Nell’arco degli ultimi 12 mesi la narrativa comune è passata nell’ordine da attese di atterraggio morbido, atterraggio duro, nessun atterraggio, nuovamente atterraggio duro, atterraggio di emergenza dopo i fallimenti bancari di marzo, poi ancora atterraggio duro. Ora il consenso maggiore è di nuovo orientato verso un atterraggio morbido, dopo aver cambiato idea sette volte in meno di un anno: ancora una volta è l’eccessiva dipendenza dai dati delle Banche centrali a condizionare il mercato e a creare queste distorsioni.
P assiamo all’Italia, sei mesi fa qua a Cernobbio sosteneva con favore l’approccio responsabile del Governo nell’affrontare le questioni principali, ad esempio la politica fiscale. È cambiato qualcosa?
L’impegno verso il rigore non è venuto meno, ma qualche dubbio sul modo in cui vengono attuati questi propositi è sorto.

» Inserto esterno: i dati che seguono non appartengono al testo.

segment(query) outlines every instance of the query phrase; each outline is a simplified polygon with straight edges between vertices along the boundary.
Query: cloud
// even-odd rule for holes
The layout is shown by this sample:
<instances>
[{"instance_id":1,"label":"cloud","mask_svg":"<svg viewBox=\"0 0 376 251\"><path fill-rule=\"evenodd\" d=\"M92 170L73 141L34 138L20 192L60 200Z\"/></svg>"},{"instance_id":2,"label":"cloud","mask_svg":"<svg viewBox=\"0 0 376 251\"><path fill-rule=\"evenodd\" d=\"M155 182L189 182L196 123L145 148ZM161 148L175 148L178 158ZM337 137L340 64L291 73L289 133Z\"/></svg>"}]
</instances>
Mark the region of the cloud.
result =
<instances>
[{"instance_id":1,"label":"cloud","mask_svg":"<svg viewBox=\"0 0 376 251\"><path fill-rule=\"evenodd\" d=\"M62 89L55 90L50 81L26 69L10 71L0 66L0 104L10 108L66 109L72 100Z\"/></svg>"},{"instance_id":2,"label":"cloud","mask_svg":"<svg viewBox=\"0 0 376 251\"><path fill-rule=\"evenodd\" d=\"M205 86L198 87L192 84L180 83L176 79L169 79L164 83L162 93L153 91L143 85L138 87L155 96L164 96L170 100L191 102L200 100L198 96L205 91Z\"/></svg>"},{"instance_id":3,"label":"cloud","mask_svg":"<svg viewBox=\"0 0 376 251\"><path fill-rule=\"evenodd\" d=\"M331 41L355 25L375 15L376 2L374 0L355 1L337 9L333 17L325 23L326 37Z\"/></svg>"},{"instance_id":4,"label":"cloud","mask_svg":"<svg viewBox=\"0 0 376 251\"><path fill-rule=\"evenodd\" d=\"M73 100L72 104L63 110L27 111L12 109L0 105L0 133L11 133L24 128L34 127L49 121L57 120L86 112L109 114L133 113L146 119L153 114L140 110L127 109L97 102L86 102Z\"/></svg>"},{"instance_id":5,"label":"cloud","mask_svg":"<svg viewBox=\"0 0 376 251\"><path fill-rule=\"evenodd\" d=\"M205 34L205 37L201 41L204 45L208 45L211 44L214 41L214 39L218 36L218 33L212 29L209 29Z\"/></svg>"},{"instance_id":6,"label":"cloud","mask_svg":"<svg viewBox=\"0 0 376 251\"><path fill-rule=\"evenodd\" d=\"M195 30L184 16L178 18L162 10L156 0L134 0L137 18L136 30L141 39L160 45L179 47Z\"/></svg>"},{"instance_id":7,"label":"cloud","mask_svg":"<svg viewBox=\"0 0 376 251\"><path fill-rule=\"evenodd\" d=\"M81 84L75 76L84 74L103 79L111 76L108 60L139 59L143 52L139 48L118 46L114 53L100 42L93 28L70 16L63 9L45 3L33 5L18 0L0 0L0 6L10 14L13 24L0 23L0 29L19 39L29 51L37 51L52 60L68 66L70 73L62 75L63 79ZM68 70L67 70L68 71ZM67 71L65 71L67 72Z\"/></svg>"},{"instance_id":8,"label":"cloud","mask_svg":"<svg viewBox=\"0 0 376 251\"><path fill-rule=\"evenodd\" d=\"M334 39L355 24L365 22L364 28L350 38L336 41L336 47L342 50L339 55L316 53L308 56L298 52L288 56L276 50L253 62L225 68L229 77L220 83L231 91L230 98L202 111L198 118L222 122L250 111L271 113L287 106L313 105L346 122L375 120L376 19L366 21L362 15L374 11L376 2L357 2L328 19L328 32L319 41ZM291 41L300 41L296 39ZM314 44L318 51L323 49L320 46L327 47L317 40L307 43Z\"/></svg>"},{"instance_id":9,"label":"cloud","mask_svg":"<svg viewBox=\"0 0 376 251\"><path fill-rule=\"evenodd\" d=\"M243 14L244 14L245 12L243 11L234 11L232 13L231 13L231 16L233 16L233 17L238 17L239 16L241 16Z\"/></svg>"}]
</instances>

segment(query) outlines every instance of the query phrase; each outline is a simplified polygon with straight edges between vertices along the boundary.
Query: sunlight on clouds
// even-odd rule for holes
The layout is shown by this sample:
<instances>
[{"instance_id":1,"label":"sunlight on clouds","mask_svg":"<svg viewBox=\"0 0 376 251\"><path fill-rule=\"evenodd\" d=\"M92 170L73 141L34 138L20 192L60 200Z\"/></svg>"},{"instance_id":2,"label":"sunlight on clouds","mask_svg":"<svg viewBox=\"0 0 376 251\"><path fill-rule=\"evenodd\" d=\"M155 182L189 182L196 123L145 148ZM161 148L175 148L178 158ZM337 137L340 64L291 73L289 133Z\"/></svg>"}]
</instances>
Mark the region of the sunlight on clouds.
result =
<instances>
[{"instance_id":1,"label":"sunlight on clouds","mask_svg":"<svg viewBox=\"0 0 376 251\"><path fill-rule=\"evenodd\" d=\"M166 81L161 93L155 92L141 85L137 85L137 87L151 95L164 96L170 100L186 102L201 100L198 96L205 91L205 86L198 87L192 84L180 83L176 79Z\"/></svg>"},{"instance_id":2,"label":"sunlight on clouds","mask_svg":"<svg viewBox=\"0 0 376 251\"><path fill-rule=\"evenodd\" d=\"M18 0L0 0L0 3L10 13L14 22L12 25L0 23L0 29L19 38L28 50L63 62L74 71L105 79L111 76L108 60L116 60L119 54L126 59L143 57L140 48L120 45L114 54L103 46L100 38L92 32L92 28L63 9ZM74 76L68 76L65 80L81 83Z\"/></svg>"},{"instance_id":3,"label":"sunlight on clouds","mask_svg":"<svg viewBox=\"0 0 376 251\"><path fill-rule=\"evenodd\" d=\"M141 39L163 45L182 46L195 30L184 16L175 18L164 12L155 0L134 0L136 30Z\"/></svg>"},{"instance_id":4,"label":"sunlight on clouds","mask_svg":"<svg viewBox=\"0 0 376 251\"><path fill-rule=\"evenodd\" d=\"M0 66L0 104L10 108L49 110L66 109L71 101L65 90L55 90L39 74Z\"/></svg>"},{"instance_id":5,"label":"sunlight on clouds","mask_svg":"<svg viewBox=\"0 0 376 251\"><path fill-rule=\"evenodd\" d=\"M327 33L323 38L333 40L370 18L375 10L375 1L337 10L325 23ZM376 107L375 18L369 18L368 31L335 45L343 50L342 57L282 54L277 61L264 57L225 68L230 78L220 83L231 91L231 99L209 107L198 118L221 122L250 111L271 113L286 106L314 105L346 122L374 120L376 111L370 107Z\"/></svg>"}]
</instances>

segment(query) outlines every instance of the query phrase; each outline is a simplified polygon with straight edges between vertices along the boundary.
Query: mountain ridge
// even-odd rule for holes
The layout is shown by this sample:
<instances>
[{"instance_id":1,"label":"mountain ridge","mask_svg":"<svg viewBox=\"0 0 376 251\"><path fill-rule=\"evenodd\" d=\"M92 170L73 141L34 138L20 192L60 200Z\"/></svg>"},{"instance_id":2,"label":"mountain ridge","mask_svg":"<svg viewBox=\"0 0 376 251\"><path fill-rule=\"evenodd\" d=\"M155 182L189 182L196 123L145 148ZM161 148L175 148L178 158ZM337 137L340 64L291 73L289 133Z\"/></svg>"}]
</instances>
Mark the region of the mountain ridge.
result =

Mi riferisco in particolare alla questione della tassazione degli extra-profitti delle banche: in via teorica molti economisti sono favorevoli a un provvedimento simile, messo in atto anche da Paesi quali Gran Bretagna e Spagna. Deve però essere adottato consultando l’industria e in accordo con essa, non prendendo di sorpresa tutti e in un giorno della settimana. Questo genere di misure dovrebbe essere annunciato il venerdì a mercati chiusi per poi dare modo al Governo di spiegare le proprie intenzioni.
Che idea si è fatto del nostro Paese in questi giorni?
Sono rimasto impressionato dalla positività delle aziende e dalla loro fiducia sull’occupazione, sulla domanda e sui ricavi. Bisogna però tenere d’occhio Germania e Cina, due economie così fondamentali per l’Italia e alle prese con problemi strutturali importanti.